Researchers at James Cook University have questioned why coral cover on the Great Barrier Reef has continued to decline when it is recognised as “the best managed coral reef system in the world”.
Jon Brodie, Senior Principal Research Officer with JCU’s Centre for Tropical Water and Aquatic Ecosystem Research (TropWater) and Research Fellow Jane Waterhouse said that recent estimates put average coral cover across the Great Barrier Reef (GBR) at about 20–30% - estimated to be a large reduction since the 1960s.
“The Great Barrier Reef Marine Park Act was enacted in 1975 and the Great Barrier Reef Marine Park Authority (GBRMPA) set up shortly afterwards,” they said.
“So the question is: why has coral cover continued to decline when the GBR is being managed with a management regime often recognised as ‘the best managed coral reef system in the world’, based on a strong science-for-management ethic.”
Writing in Elsevier’s Estuarine, Coastal and Shelf Science journal, Brodie and Waterhouse said that the stressors which are known to be most responsible for the loss of coral cover and general ‘reef health’ were terrestrial pollution including the link to outbreaks of crown of thorns starfish, fishing impacts and climate change.
“However the management response of the GBRMPA after 1975, while based on a strong science-for-management program, did not concentrate on these issues but instead on managing access through zoning with restrictions on fishing in very limited areas and tourism management.”

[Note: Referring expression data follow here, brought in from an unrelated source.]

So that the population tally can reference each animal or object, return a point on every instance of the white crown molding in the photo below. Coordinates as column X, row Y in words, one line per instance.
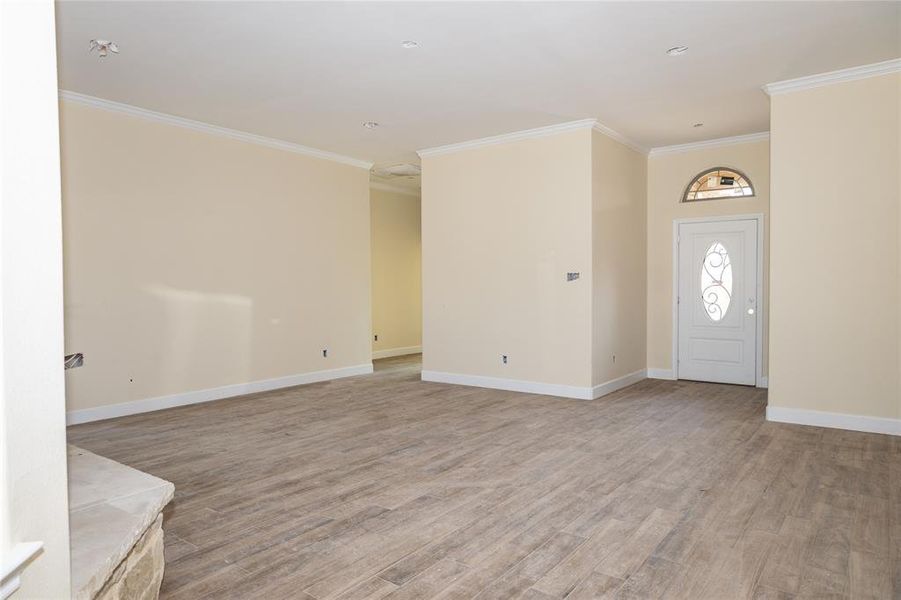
column 134, row 407
column 526, row 134
column 396, row 189
column 537, row 132
column 729, row 141
column 616, row 136
column 143, row 113
column 819, row 418
column 821, row 79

They wrote that significant action on fishing, including trawling, did not occur until the Trawl Management Plan of 2000 and the rezoning of the GBR Marine Park in 2004. Effective action on terrestrial pollution did not occur until the Australian Government Reef Rescue initiative, which commenced in 2008.
“Effective action on climate change has yet to begin either nationally or globally,” they said.
In their paper Mr Brodie and Ms Waterhouse said it was not surprising that coral cover on the GBR had reduced to values similar to those seen in other coral reef areas in the world such as Indonesia and the Philippines.
“Science has always required long periods to acquire sufficient evidence to drive management action and hence there is a considerable time lag between the establishment of scientific evidence and the introduction of effective management.
“It can still be credibly claimed that the GBR is the best managed coral reef system in the world but it must be realised that this is a relative assessment against other reef systems and management regimes and not an absolute claim for effective management.”
They said that the GBR has been managed under a complex but powerful regime with great governmental support, financing and research and monitoring expenditure since 1975.
They said there had been notable successes in recent times including:
the major rezoning of 2004 with new no-take zones showing increased fish populations but also apparent effects on crown of thorns starfish populations;
little loss of mangroves as a result of strong prohibitions on damaging marine plants under the Queensland Fisheries legislation;
sewage effluent discharges from resort islands and mainland cities and towns have been improved dramatically; and
strong action on compulsory pilotage and navigation equipment may have prevented many shipping accidents but ships still manage to run on to the reef every decade or so.
“On the other hand coral cover has declined considerably, seagrass health in the central GBR is in poor shape, dugong numbers have declined precipitously, shark populations are in serious decline (although perhaps recent management has reduced the rate of decline), many other large fish on the GBR have had large population declines (although data on many are incomplete) and the fourth wave of crown of thorns starfish outbreaks has commenced.
“Most notably coral bleaching has become more frequent, widespread and damaging and coral calcification has started to decline due to ocean acidification.”
They write that the reasons for this situation are complex but include the need for reasonably ‘certain’ science before management action occurs - and the long times need to achieve this.
Time lags in recovery after management action are long. For a slow breeding animal like a dugong – one calf every few years - population recovery is a very slow process and catchment management activities such as reafforestation of riparian areas take decades to reduce erosion and river sediment loads.
“In particular the need to get the political, organisational, scientific, economic and human elements to align at the right time so effective management can occur in time to avert phase change is a frighteningly difficult task,” Brodie and Waterhouse said.
They conclude that it “is easy now for us to claim that management should have focussed on these from the start of the GBRMPA. However, as is often said, hindsight is a wonderful thing and both authors of this paper have been engaged from long ago in a water quality management role for the GBR.”
“Our inability to manage climate change for the GBR, including increased temperatures, extreme weather events and ocean acidification, means that even in the light of some success in other management areas and the fact that the GBR is the best managed reef system in the world means the long term prognosis for a healthy GBR system is poor.
“The extension of the Reef Plan management actions beyond 2013, the continued strong management of no-take zones in the GBR and a better management regime for the coastal and estuarine areas of the GBR are thus even more essential to give us any hope of retaining some of the World Heritage values of the system.”
“A critical review of environmental management of the ‘not so Great’ Barrier reef” was published in the journal Estuarine, Coastal and Shelf Science.